The main features of post-war capitalism in the advanced economies are well known. The state actively regulated businesses and market activity, Keynesian policies aimed to maintain a relatively low unemployment rate, trade unions played a significant role in labour markets and workplaces, social programmes expanded and there was large-scale state investment in public goods like education and infrastructure. In the us, all this more or less went into reverse from around 1979. The trilogy of liberalization (that is, deregulation), privatization and stabilization became the watchwords, the latter aimed at low inflation rather than high employment. Trade unions came under attack from corporations and the state, social programmes were cut back or eliminated, education was squeezed and infrastructure investment declined. The tax burden was shifted away from high-income earners and corporations, toward middle-income earners. In the global economy, the us and the international financial institutions replaced the somewhat regulationist Bretton Woods system, which allowed barriers to capital movement, with a push for free trade in goods and services and trans-border capital flows, setting off a trend of deepening global economic integration. The deregulation of the financial sector helped to spur its expansion, leading to a transformation of its role in the economy that has become known as financialization.
The shift that began around 1979 was not just a change in economic policies—it was a regime change in capitalism.

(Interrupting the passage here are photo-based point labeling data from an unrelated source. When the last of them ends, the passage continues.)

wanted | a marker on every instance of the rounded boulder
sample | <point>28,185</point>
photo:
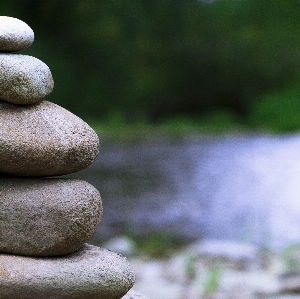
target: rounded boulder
<point>24,79</point>
<point>15,35</point>
<point>44,139</point>
<point>47,217</point>
<point>91,272</point>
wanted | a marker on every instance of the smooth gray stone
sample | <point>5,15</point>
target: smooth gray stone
<point>15,35</point>
<point>44,139</point>
<point>90,273</point>
<point>47,217</point>
<point>24,79</point>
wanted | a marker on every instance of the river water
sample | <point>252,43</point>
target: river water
<point>236,187</point>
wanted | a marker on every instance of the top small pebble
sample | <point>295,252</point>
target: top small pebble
<point>15,35</point>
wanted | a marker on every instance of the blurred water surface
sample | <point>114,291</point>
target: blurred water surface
<point>244,188</point>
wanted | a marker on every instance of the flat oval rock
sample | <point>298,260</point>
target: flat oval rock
<point>15,35</point>
<point>24,79</point>
<point>91,272</point>
<point>47,217</point>
<point>44,139</point>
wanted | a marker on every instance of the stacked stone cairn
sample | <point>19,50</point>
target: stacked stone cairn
<point>44,221</point>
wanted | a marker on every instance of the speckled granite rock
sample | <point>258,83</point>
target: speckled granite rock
<point>92,273</point>
<point>15,35</point>
<point>44,139</point>
<point>47,217</point>
<point>24,79</point>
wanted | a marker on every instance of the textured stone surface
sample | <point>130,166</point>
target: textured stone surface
<point>91,273</point>
<point>15,35</point>
<point>44,139</point>
<point>24,79</point>
<point>47,217</point>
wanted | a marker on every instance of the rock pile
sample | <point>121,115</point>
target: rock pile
<point>45,222</point>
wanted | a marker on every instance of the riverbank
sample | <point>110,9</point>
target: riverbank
<point>215,269</point>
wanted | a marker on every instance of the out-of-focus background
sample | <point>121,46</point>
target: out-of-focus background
<point>197,107</point>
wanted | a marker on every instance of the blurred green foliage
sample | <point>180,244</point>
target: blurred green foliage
<point>149,60</point>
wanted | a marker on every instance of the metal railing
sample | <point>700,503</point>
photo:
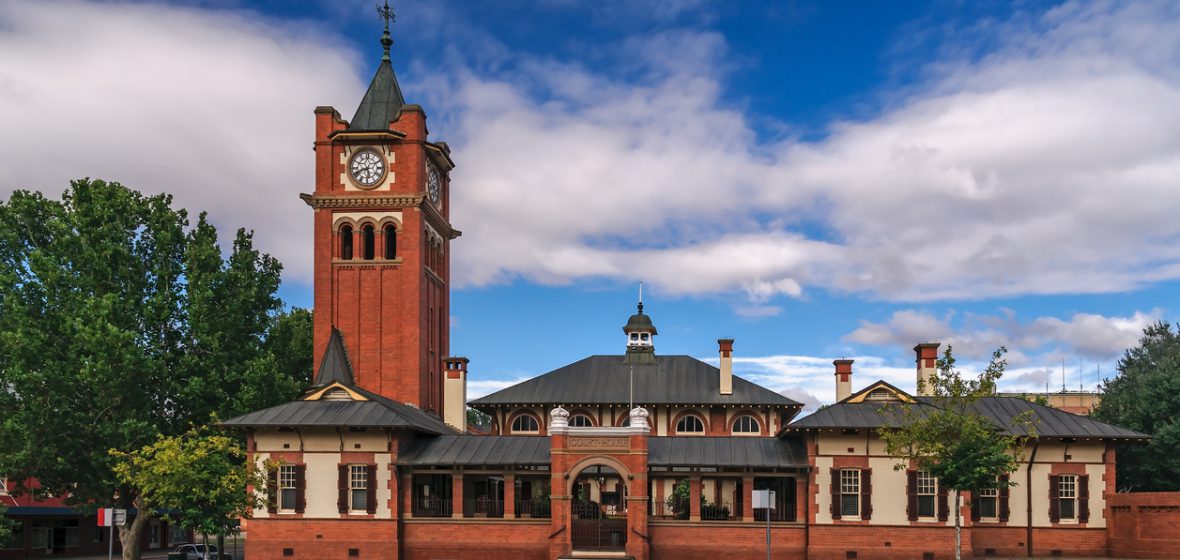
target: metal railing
<point>483,507</point>
<point>532,508</point>
<point>431,507</point>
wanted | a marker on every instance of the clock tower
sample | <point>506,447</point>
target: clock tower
<point>382,237</point>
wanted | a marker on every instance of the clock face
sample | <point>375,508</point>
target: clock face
<point>433,183</point>
<point>367,167</point>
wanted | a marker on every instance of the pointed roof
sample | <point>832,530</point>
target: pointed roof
<point>381,103</point>
<point>335,367</point>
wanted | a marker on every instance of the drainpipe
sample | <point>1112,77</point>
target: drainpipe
<point>1028,502</point>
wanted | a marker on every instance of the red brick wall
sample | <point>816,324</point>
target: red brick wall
<point>321,539</point>
<point>474,540</point>
<point>709,541</point>
<point>1144,525</point>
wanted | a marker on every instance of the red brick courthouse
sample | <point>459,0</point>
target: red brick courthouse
<point>633,454</point>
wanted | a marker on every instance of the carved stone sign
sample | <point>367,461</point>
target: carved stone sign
<point>588,442</point>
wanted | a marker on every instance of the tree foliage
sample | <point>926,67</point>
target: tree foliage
<point>950,439</point>
<point>198,478</point>
<point>120,322</point>
<point>1145,396</point>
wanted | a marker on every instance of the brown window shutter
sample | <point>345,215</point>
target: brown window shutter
<point>866,493</point>
<point>342,488</point>
<point>300,488</point>
<point>975,505</point>
<point>911,494</point>
<point>836,493</point>
<point>1004,511</point>
<point>271,489</point>
<point>1083,498</point>
<point>1054,503</point>
<point>944,509</point>
<point>371,487</point>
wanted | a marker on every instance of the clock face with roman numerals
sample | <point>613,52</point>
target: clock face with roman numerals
<point>367,167</point>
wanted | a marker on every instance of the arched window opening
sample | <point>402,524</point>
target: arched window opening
<point>689,425</point>
<point>346,243</point>
<point>391,242</point>
<point>525,423</point>
<point>368,239</point>
<point>746,425</point>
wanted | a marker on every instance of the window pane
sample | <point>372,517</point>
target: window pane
<point>925,506</point>
<point>850,505</point>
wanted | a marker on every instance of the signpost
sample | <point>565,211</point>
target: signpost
<point>111,518</point>
<point>765,500</point>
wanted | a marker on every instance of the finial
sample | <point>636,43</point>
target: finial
<point>386,13</point>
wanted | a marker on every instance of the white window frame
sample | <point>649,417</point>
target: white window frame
<point>287,479</point>
<point>756,426</point>
<point>358,481</point>
<point>1067,489</point>
<point>683,421</point>
<point>989,494</point>
<point>926,487</point>
<point>519,419</point>
<point>850,485</point>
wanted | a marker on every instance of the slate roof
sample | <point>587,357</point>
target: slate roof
<point>381,103</point>
<point>726,452</point>
<point>604,380</point>
<point>1049,422</point>
<point>472,450</point>
<point>377,412</point>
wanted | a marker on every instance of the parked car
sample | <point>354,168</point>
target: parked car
<point>197,552</point>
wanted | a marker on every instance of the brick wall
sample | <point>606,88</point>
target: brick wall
<point>1144,525</point>
<point>321,539</point>
<point>473,540</point>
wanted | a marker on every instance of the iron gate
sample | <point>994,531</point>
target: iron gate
<point>594,531</point>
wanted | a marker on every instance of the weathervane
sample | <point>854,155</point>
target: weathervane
<point>386,13</point>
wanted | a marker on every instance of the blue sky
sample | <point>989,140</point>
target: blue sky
<point>813,179</point>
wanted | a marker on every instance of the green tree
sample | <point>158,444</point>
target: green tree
<point>201,479</point>
<point>120,322</point>
<point>1145,396</point>
<point>950,439</point>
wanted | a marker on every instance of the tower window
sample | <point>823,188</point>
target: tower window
<point>746,425</point>
<point>391,242</point>
<point>346,243</point>
<point>525,423</point>
<point>689,425</point>
<point>368,239</point>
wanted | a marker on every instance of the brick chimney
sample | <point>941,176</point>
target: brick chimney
<point>928,363</point>
<point>726,347</point>
<point>843,379</point>
<point>454,393</point>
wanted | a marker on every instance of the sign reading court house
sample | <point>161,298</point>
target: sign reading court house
<point>598,442</point>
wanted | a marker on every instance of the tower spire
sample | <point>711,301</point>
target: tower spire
<point>386,13</point>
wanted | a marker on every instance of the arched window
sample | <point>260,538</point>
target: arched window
<point>391,242</point>
<point>746,425</point>
<point>346,243</point>
<point>368,241</point>
<point>525,423</point>
<point>689,425</point>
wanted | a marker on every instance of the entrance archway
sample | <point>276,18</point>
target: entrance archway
<point>598,509</point>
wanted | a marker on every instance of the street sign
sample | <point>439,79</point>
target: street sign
<point>764,499</point>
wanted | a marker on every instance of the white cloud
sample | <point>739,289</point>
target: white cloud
<point>1046,165</point>
<point>1086,335</point>
<point>214,107</point>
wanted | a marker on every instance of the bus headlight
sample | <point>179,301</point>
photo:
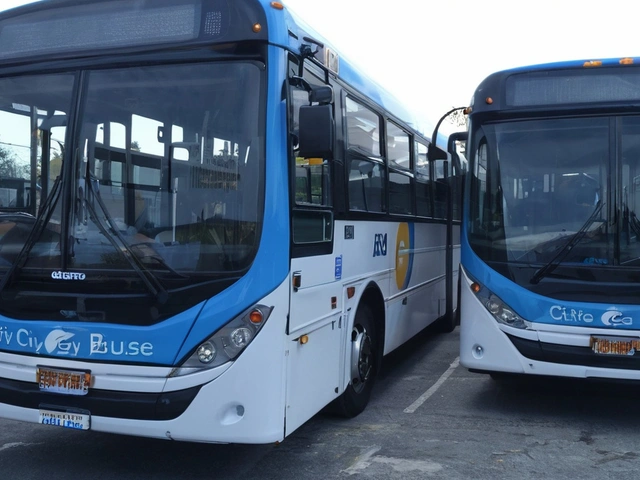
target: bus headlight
<point>502,312</point>
<point>227,343</point>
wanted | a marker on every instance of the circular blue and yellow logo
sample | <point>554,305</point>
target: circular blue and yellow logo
<point>404,255</point>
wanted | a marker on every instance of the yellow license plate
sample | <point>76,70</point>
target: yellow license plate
<point>77,421</point>
<point>626,346</point>
<point>67,382</point>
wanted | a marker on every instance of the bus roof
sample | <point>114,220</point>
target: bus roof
<point>574,84</point>
<point>293,38</point>
<point>284,28</point>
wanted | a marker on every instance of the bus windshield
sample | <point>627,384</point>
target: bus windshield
<point>537,183</point>
<point>168,168</point>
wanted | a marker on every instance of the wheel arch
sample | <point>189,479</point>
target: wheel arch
<point>372,296</point>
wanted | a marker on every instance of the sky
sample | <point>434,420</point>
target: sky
<point>433,54</point>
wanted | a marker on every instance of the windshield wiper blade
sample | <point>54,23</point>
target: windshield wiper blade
<point>150,281</point>
<point>155,256</point>
<point>567,247</point>
<point>46,210</point>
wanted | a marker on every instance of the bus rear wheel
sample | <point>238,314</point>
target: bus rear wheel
<point>363,364</point>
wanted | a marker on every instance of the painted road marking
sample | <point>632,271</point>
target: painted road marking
<point>434,388</point>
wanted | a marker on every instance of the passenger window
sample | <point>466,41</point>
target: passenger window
<point>424,188</point>
<point>367,172</point>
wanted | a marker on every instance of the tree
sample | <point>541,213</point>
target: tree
<point>9,167</point>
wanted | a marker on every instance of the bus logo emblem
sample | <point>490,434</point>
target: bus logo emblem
<point>380,245</point>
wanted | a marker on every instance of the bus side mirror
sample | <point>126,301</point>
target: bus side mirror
<point>316,131</point>
<point>436,153</point>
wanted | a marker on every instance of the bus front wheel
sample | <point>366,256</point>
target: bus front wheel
<point>363,365</point>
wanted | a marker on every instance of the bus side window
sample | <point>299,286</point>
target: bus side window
<point>424,188</point>
<point>367,172</point>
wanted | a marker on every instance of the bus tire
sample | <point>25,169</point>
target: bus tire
<point>363,365</point>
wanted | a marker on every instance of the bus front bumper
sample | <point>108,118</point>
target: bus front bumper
<point>553,350</point>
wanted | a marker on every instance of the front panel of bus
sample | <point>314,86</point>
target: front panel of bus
<point>551,250</point>
<point>140,209</point>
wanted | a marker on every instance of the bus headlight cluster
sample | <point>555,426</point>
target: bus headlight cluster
<point>227,343</point>
<point>502,312</point>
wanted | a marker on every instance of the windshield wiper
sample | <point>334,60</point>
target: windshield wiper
<point>567,247</point>
<point>150,281</point>
<point>46,210</point>
<point>155,256</point>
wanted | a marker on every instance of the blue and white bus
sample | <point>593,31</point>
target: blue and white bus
<point>228,225</point>
<point>551,239</point>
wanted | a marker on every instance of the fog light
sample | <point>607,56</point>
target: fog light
<point>241,337</point>
<point>206,352</point>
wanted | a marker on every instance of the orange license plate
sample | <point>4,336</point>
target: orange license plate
<point>66,382</point>
<point>626,346</point>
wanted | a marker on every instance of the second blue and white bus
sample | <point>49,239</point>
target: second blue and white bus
<point>222,226</point>
<point>551,239</point>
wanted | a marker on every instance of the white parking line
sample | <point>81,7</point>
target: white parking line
<point>425,396</point>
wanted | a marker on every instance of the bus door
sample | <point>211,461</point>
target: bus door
<point>315,324</point>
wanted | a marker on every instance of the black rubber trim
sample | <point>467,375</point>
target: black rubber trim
<point>572,355</point>
<point>103,403</point>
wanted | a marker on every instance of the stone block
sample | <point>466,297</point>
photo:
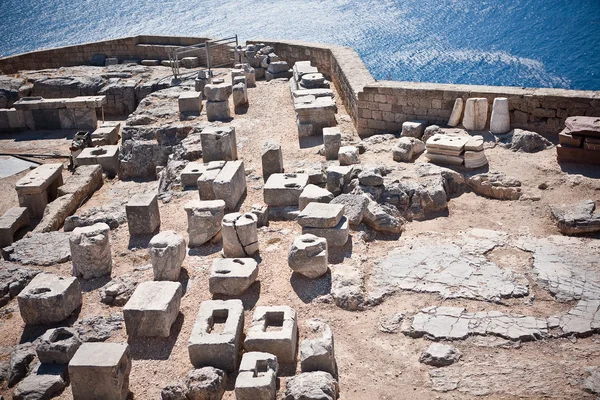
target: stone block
<point>217,334</point>
<point>240,235</point>
<point>10,222</point>
<point>190,102</point>
<point>218,144</point>
<point>90,251</point>
<point>272,160</point>
<point>475,116</point>
<point>105,156</point>
<point>317,351</point>
<point>167,252</point>
<point>204,220</point>
<point>143,216</point>
<point>230,184</point>
<point>274,330</point>
<point>308,256</point>
<point>313,193</point>
<point>48,299</point>
<point>218,92</point>
<point>332,141</point>
<point>58,346</point>
<point>284,189</point>
<point>336,236</point>
<point>232,276</point>
<point>152,309</point>
<point>318,215</point>
<point>100,371</point>
<point>257,377</point>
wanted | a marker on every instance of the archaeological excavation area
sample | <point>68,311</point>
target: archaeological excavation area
<point>186,219</point>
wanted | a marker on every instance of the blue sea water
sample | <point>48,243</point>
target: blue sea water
<point>530,43</point>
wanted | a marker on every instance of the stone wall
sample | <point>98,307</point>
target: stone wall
<point>136,47</point>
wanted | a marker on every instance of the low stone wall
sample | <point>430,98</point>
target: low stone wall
<point>136,47</point>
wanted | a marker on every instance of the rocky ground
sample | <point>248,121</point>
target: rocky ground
<point>493,278</point>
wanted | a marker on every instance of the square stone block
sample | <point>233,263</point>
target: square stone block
<point>274,330</point>
<point>100,371</point>
<point>284,189</point>
<point>230,184</point>
<point>152,309</point>
<point>49,298</point>
<point>143,217</point>
<point>217,334</point>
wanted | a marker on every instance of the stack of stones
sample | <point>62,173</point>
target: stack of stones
<point>579,142</point>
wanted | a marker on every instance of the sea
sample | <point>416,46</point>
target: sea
<point>524,43</point>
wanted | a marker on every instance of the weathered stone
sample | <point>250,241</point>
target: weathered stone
<point>313,193</point>
<point>317,351</point>
<point>440,355</point>
<point>204,220</point>
<point>90,251</point>
<point>232,276</point>
<point>167,252</point>
<point>58,346</point>
<point>308,256</point>
<point>152,309</point>
<point>281,342</point>
<point>316,385</point>
<point>100,371</point>
<point>217,334</point>
<point>240,235</point>
<point>143,216</point>
<point>49,298</point>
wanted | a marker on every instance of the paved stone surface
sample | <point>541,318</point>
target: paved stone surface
<point>455,323</point>
<point>453,268</point>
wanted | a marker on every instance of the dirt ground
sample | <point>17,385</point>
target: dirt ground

Both forms of capitalism, regulated and neoliberal, had a relatively coherent institutional structure, supported by a distinctive world outlook and associated with a particular form of the capital–labour relation. Both regimes promoted profit-making and capital accumulation. The term ‘regulated capitalism’ indicates the major role of non-market institutions—state administration, unions, corporate bureaucracies—in managing economic activity. The label ‘neoliberal capitalism’ denotes the far greater role of market forces and market relations in the regulation of economic life.footnote3
The dominant ideology of the regulated regime of accumulation was the Keynesian view that capitalism requires active state intervention to avoid serious economic problems. This outlook saw capitalism as having outgrown its rough youth and now encompassing both government and private enterprise in a ‘mixed economy’ of markets and state planning. Corporations were supposed to serve a variety of constituencies—consumers, employees, the local community, the general public—as well as their shareholders. Underpinning regulated capitalism in the us was a compromise between capital and labour that had emerged in the late 1940s, after fifteen years of sharp battles between them in which neither side was able to score a decisive victory. With the onset of the Cold War, big business—fearing both a return of the Great Depression and the strong position of communist and socialist parties around the world—abandoned its longstanding support for laissez faire and grudgingly accepted collective bargaining, Keynesian policies and a welfare state. For their part, the major us labour unions fired radical staffers, largely abandoned demands around workplace control and agreed to enforce labour contracts once they had been negotiated.